Nein, das ist zwar kein Ort für unvergessliche Momente des Operngenres. Auch ist es sicherlich kein Saal, dessen Akustik den Musikern und Sängerinnen auf der Bühne hilft; dazu ist das alles zu trocken und nüchtern hier. Doch der Start des Orchesters und Opernensembles vom Nationaltheater Mannheim in die erste Sanierungsspielzeit darf in der Baumhainhalle dennoch als geglückt gelten, mehr: als Erfolg, weil der Abend musikalisch und auch durch die Moderation von Opernintendant Albrecht Puhlmann einfach lässig und mit Qualität über die Bühne geht.

Eigentlich war alles ja als Wiederholung des charmanten Ope(r)n Airs der vergangenen Jahre auf der Seebühne geplant. Die kühle und feuchte Witterung zog dem einen Strich durch die Rechnung. Die Baumhainhalle im Luisenpark erweist sich dann aber doch als mehr denn nur als Notnagel. Andernorts diskutiert man über den Tod der Kultur. Hier lauschen immerhin 900 (von 1000 möglichen) NTM-Fans konzentriert einem Gala-Abend mit Ouvertüren, Zwischenmusiken und Arien aus rund 125 Jahren Operngeschichte von Mozart bis Massenet. Puhlmann hatte ja bereits im Vorfeld klar gemacht, er könne sich ein häufigeres Gastieren im Luisenpark vorstellen, auf der Seebühne freilich vor allem im Sommer, aber auch die Baumhainhalle sei „kein schlechter Ort“.

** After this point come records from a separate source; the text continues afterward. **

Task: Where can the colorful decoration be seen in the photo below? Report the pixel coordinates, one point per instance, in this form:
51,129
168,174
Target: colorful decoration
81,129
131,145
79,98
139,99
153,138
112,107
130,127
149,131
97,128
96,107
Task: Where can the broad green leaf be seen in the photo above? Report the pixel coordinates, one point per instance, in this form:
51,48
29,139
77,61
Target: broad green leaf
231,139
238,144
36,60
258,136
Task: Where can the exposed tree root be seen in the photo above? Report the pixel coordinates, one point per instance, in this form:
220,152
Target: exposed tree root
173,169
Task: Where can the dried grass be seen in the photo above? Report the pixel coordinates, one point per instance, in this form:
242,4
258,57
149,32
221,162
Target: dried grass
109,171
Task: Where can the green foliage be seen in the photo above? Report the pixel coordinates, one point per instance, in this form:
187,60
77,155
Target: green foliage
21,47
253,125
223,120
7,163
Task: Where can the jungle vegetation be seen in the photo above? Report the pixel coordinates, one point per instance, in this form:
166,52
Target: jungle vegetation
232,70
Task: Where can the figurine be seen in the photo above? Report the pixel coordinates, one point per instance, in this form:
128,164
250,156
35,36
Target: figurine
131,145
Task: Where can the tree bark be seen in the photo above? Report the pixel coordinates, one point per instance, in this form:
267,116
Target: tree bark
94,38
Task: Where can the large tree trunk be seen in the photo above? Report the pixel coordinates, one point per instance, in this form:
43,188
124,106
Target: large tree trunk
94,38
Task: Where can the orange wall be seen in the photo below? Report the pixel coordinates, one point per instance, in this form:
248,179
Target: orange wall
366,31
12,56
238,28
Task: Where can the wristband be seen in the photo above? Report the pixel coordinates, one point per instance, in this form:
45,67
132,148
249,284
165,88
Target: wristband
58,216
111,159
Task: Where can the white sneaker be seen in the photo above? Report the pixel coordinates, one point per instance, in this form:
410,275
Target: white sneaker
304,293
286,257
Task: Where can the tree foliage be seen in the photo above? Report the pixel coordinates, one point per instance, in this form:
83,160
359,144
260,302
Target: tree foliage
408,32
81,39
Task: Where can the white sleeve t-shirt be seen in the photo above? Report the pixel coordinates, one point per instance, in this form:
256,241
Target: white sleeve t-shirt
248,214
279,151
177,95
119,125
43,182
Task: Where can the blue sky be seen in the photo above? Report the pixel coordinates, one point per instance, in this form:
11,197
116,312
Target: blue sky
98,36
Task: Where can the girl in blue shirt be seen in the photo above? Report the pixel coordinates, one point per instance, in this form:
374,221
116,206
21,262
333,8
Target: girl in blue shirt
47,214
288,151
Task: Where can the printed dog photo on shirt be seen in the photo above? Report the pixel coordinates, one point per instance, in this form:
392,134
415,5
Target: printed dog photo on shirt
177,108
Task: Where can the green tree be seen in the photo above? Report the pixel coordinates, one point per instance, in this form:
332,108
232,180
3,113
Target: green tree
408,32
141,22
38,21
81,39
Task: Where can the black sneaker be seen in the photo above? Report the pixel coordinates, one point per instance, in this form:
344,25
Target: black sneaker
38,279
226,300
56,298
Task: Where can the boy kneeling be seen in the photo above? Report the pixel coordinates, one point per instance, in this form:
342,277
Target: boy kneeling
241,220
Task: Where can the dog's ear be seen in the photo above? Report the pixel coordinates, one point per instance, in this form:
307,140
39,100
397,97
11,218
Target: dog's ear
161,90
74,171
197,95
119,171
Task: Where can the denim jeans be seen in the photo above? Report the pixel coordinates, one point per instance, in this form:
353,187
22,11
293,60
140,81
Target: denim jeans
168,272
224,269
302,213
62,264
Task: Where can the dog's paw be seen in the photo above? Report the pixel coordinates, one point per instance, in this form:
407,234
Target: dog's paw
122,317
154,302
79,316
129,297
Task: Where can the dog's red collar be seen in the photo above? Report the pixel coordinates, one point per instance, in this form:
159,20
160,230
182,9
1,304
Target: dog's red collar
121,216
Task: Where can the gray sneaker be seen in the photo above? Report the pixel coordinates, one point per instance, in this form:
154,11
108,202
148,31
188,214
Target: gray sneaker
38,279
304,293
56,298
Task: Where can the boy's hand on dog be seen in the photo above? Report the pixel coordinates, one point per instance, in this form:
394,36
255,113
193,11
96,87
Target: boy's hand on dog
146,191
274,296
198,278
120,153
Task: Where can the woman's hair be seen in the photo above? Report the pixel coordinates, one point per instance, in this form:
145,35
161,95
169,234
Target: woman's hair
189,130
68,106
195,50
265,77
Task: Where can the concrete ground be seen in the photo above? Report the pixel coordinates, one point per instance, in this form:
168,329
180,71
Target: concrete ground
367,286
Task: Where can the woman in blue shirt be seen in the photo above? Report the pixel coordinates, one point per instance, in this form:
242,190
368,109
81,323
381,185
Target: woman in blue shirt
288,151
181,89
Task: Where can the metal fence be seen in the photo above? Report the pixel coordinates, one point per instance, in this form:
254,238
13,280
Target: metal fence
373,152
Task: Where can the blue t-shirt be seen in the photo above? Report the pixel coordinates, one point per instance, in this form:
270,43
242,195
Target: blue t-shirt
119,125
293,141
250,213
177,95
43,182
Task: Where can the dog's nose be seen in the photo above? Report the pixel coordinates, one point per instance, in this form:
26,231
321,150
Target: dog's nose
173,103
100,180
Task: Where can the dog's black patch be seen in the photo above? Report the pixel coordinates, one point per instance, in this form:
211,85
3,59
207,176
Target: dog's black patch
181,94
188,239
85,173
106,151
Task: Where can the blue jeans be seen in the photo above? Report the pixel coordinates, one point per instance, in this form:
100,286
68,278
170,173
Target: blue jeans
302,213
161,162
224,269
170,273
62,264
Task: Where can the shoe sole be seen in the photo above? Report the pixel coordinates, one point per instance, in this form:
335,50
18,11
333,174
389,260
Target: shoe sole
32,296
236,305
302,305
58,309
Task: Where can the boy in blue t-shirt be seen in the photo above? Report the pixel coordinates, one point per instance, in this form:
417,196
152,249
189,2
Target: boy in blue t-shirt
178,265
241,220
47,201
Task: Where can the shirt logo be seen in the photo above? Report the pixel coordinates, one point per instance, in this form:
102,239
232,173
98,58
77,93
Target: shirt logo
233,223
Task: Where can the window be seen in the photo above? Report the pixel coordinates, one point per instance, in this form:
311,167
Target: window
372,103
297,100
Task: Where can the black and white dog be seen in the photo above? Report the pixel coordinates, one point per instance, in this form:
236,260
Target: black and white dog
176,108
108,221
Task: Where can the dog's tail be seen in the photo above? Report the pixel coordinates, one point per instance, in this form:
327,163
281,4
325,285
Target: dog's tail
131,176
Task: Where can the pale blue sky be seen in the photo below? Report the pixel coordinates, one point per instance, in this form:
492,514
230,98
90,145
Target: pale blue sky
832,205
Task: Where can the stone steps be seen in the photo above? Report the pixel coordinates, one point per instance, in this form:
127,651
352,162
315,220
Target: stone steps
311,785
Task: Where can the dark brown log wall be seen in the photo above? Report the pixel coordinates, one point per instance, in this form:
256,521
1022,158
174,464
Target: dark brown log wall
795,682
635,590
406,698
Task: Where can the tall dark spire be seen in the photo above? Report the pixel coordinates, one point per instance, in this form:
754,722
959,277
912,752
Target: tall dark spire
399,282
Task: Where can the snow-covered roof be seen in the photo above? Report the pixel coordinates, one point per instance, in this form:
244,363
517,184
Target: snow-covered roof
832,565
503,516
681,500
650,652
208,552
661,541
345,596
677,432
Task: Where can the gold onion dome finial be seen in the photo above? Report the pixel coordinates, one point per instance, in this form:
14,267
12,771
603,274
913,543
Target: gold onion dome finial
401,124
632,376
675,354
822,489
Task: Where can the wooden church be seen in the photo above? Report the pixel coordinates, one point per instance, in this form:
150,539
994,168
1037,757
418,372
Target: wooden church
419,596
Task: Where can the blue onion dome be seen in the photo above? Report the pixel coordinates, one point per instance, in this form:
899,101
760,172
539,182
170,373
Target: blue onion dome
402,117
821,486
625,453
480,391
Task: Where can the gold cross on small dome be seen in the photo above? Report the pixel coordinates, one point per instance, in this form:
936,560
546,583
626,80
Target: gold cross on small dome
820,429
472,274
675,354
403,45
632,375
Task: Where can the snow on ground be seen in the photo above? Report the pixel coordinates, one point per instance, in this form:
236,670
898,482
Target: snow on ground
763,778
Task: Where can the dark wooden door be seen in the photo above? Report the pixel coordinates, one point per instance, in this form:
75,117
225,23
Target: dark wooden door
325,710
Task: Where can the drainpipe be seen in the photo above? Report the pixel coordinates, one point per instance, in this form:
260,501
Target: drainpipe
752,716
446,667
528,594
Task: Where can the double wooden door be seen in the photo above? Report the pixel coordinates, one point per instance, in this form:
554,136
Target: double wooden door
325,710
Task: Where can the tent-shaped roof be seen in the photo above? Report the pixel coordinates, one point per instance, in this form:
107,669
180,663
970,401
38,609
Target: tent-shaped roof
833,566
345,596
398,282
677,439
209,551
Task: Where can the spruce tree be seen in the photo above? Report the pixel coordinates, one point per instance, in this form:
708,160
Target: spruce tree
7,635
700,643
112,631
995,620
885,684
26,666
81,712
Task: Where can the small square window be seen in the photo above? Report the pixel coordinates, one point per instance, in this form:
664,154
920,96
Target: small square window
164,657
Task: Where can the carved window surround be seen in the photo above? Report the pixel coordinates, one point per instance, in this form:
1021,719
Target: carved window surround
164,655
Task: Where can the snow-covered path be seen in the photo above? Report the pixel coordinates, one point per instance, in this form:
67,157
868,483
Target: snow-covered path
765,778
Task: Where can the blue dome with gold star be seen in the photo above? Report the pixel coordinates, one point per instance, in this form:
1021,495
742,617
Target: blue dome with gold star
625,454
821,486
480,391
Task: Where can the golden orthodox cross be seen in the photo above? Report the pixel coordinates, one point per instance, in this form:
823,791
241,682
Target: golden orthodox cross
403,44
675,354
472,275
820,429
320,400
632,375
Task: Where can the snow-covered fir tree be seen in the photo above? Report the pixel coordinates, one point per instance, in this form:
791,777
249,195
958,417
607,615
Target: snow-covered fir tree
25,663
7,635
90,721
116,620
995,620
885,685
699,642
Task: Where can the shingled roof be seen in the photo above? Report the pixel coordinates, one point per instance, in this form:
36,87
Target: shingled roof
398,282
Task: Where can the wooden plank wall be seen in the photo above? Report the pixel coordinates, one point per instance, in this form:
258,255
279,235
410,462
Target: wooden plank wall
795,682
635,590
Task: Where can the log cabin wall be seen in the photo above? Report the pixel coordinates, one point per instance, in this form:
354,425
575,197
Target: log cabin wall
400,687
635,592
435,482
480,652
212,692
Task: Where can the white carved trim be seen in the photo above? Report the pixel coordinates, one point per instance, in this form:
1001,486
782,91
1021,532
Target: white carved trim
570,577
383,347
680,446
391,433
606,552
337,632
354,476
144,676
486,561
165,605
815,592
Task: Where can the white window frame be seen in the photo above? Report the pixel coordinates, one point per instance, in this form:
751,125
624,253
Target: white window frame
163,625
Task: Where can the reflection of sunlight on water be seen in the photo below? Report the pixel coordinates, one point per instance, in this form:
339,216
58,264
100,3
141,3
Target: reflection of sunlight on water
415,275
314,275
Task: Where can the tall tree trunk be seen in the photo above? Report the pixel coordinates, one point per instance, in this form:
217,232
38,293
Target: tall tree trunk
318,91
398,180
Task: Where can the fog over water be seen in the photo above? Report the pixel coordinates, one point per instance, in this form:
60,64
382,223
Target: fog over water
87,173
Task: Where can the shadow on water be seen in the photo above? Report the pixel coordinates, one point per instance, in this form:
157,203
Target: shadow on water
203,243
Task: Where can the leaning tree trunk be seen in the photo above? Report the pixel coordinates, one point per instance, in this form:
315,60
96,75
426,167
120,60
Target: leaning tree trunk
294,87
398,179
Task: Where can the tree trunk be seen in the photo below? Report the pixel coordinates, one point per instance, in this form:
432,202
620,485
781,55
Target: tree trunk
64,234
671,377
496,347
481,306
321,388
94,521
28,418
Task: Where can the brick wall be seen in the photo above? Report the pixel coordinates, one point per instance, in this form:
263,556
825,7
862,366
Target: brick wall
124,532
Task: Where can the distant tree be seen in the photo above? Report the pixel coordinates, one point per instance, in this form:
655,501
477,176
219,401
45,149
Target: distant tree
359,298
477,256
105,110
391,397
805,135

Puhlmann moderiert charmant

Der aber hat freilich einige Tücken: So muss etwa allein die (sich an diesem Abend ohnehin nicht in Bestform befindende) Streicherbesetzung auf der schmalen Bühne sehr klein gehalten werden, was, wie man schon zu Beginn in der Ouvertüre zu „Le nozze di Figaro“ hört, Mozart weniger schadet, dafür aber freilich umso mehr größer besetzten Werken wie Massenets „Don Quichotte“ oder Verdis „La forza del destino“, weil der Streicherapparat als Kitt für die vielen Bläser kaum noch funktioniert und sich so etwas wie romantischer Schmelz nicht einstellen kann. Kehrt man den Nachteil indes zum Vorteil um: Es sind unter dem Dirigat von Kapellmeister Janis Liepins wundervolle Dinge zu hören, groovende Fagott-Linien, mäandernde Klarinetten und Oboen oder auch parlierende Flöten, die mit größerer Streicherbesetzung weniger durchdrängen.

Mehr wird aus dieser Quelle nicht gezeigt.